Una settimana fa Marco Beccaria enunciava su queste pagine il principio di Peterson, o dell’inerzia applicata al basket. La verifica sperimentale del principio è giunta nella notte tra martedì e mercoledì, quando i Miami Heat, sospinti dall’inerzia, hanno vinto la gara decisiva delle finali Nba in casa dei Dallas Mavericks.
Ora le luci dei riflettori si concentrano sui ragazzi copertina di Miami, il giovane fenomeno Dwyane Wade e il colossale cartone animato fattosi uomo Shaquille O’Neal, ma noi vogliamo dare il giusto tributo a un altro giocatore, uno che viene della panchina, anche se non proprio un esponente di quella che nel calcio si usa chiamare classe operaia.
Il nostro unsung hero si chiama Alonzo Mourning, classe 1970, professione centro. Fare il centro nei Miami Heat significa fare il vice-Shaq, ovvero l’ombra della più possente e intimidatoria presenza sotto i tabelloni che si veda da anni. Mourning fece il suo esordio nell’Nba nel 1993, seconda scelta assoluta – proprio dietro a Shaquille O’Neal – e si impose subito come uno dei giocatori più forti e completi nel ruolo, venendo votato come miglior centro esordiente. Il suo anno migliore è stato il ’99, nel quale Mourning è stato votato come miglior difensore e miglior centro della lega. L’anno successivo, arrivava anche l’oro olimpico a Sydney con la squadra americana. Tenuto conto del curriculum, i suoi otto punti, sei rimbalzi e cinque stoppate nella gara decisiva del campionato potrebbero essere visti con qualche sufficienza. Si tratta un ex campione ormai sul viale del tramonto, ma ancora in grado di offrire un po’ di “minuti qualità”. Ma abbiamo tralasciato un dettaglio. Alonzo Mourning ha subito tre anni fa un trapianto di rene. Un trapianto dopo il quale la principale occupazione di Mourning comporta lo sgomitare sotto i tabelloni, spalla a spalla con gente alta due metri e quindici e pesante centrotrenta chili. Un trapianto dopo il quale, a trentasei anni, Alonzo “Zo” Mourning ha concluso la regular season sesto assoluto nella classifica delle stoppate (terzo nelle stoppate per partita), partendo dalla panchina e giocando venti minuti per gara, poco più della metà dei titolari. Non stupisce che i tifosi di Miami vadano in visibilio per lui e gli abbiano affibbiato il soprannome, decisamente appropriato, di Ultimate warrior. Non solo c’è vita dopo il trapianto, c’è anche vittoria.

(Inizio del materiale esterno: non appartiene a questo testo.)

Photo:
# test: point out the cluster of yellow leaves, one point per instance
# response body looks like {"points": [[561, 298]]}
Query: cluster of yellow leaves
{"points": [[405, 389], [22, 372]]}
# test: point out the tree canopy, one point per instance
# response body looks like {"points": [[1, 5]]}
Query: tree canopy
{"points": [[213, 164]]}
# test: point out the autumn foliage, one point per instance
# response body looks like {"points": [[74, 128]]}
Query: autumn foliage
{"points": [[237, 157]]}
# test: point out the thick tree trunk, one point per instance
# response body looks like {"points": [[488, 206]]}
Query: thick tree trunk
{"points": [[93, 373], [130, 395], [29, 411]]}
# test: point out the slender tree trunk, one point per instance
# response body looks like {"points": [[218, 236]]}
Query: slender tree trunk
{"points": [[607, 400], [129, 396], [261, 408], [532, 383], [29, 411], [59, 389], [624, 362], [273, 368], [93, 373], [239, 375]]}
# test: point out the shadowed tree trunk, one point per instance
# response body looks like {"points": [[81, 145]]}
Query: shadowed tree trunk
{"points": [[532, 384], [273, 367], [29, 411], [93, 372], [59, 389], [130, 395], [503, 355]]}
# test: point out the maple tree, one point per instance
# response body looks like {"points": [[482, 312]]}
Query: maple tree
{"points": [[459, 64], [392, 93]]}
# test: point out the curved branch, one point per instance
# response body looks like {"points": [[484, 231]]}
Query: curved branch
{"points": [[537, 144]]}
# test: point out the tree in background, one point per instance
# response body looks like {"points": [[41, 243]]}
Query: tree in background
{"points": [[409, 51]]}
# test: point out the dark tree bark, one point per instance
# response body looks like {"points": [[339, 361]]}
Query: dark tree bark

Se vi state chiedendo se ci siano altri atleti dotati del medesimo coraggio o della medesima incoscienza, la risposta è a un emisfero di distanza da Miami. Ad Auckland, in Nuova Zelanda, il rugbista Jonah Lomu, già fenomeno mondiale negli anni Novanta, anche lui con un rene trapiantato dal 2004, si sta allenando per il prossimo campionato nazionale, che partirà a fine luglio. Lomu è tornato al rugby giocato giusto un anno fa, in un match esibizione nel quale ha segnato una meta e si è fratturato una spalla, quando si dice rientrare nel vivo del gioco. In seguito ha disputato una stagione in Galles, a Cardiff, dove si è nuovamente infortunato, questa volta alla caviglia, e adesso sta cercando di ritrovare la forma per il campionato neozelandese che affronterà col North Harbour. L’obiettivo di Lomu è molto ambizioso: un posto tra gli All Blacks che disputeranno la prossima Coppa del mondo. Ha poco più di un anno per realizzarlo, ma può essere ottimista. Di spalle e caviglie rotte sono piene le carriere di moltissimi rugbisti. E poi c’è quella storia di cui hanno parlato i giornali, quel Mourning, in America. Se c’è riuscito lui.